An empty room is silent. A room where people are not speaking or moving is quiet. Silence is a given, quiet a gift. Silence is the absence of sound and quiet the stilling of sound. Silence can't be anything but silent. Quiet chooses to be silent. It holds its breath to listen. It waits and is still.
"In returning and in rest you shall be saved," says God through the prophet Isaiah, "in quietness and confidence shall be your strength" (Is. 30:15). They are all parts of each other. We return to our deep strength and to the confidence that lies beneath all our misgiving. The quiet there, the rest, is beyond the reach of the world to disturb. It is how being saved sounds.

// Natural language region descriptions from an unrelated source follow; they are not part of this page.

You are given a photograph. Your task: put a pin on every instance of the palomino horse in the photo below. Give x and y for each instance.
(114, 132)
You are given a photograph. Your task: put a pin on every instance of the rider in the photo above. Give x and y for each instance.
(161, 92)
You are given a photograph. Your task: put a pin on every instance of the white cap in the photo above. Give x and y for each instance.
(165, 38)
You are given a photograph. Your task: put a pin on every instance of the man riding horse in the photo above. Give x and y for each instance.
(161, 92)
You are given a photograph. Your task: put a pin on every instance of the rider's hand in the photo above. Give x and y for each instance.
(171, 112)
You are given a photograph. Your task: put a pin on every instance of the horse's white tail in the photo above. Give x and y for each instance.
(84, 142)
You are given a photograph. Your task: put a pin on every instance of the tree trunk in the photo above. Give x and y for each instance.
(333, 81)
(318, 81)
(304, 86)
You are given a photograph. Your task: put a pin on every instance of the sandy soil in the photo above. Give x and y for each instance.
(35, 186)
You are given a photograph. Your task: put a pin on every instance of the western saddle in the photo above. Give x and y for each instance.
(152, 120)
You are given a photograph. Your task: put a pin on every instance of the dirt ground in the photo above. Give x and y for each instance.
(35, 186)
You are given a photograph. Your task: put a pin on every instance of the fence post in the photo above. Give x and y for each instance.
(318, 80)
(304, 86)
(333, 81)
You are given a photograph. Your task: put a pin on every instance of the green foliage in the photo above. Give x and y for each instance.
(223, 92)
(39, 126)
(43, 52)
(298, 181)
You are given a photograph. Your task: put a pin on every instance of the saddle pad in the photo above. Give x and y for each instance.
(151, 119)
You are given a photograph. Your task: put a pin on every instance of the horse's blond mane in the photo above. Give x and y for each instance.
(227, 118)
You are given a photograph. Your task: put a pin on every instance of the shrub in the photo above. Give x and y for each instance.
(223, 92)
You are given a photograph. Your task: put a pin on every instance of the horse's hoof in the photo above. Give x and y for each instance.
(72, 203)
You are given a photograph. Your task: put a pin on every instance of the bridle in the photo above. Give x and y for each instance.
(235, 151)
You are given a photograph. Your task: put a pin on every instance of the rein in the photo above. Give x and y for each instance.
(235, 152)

(Frederick Buechner, in Beyond Words)
This Thanksgiving I'd like to shut up for a few days anyway. Really shut up. I'd like to hear my family when they speak to me, really hear them, really understand what work is like for them, why they inexplicably care about who won the game (I'm not a sports person), what hurts, what the doctor said, how the missing or distant aunts and uncles and cousins are, and, once more, to hear my mother tell me a story she has told me at least 100 times because I need to, because it means something to her to say it again. I just need to shut up about myself and shut up my thoughts and really listen.
And I need to shut up and listen to God. I need to listen to why I need to be thankful. Tomorrow when I ride through the trees and down back roads on my bike, I need to listen and look at what is there, what I can be thankful for, and forget for a time what I think I need. I need to forget myself and be filled with what has been given me.
"Be still and know that I am God," the Psalmist says. I wonder if I can.